Return of the “origin of the world”?

by Yule Heibel on January 3, 2006

I heard about this:

Posters designed by a group of artists are causing quite a stir in Vienna. The image of three people having sex while wearing nothing but masks of Bush, Chirac and Queen Elizabeth is proving particularly controversial. Politicians are outraged and artists have offered to withdraw the two most shocking posters.

Just as Austria takes over the rotating presidency of the European Union, a dispute about good taste is raging in the country’s capital. The art campaign “euroPART” has landed the group, named “25 peaces” and led by former Austrian Broadcasting Corporation culture boss Wolfgang Lorenz and federal theater boss Georg Springer, in hot water.

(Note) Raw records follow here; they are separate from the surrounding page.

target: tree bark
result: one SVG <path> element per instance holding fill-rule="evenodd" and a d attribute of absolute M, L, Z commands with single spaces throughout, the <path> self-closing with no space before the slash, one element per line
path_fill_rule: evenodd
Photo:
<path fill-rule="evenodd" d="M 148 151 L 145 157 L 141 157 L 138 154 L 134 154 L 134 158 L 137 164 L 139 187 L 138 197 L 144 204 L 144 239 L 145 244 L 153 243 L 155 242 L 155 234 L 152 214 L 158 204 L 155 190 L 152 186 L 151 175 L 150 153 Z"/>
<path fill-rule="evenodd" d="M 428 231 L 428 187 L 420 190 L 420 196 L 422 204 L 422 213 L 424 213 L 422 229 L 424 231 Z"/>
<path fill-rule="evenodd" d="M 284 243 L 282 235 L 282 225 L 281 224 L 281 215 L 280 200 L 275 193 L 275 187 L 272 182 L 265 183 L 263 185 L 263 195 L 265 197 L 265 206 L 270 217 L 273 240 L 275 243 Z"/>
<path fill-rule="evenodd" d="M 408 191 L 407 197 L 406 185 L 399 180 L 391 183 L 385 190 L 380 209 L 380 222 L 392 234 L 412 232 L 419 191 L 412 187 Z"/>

A topless woman sprawls on a bed with her legs spread wearing blue panties decorated with the EU’s symbol, a circle of yellow stars. A few streets away three individuals are hard at it: their unambiguous, naked poses show them indulging in a menage à trois. The participants wear masks of France’s President Chirac, the British Queen and United States President George W. Bush. The images have caused an uproar among the Viennese since they were put up on Dec. 27. [More…]

What I didn’t know, not having seen the photos of the billboards till now, is that the image of the woman with the “Euro-panties” is a straight rip off Gustave Courbet’s “Origin of the World,” a little painting that caused much brouhaha in its (19th c.) time, too. In that painting, there was just lots of pubic hair, no panties. The pose and body-type were identical, though. I believe there was talk then about how there was “nothing” there, where the woman’s sex is; I wonder whether the present image (with “euro-panties”) is supposed to conjure up the idea that “there is nothing there”? See here for a bigger image of the billboard. If that’s the idea, it’s pretty weak.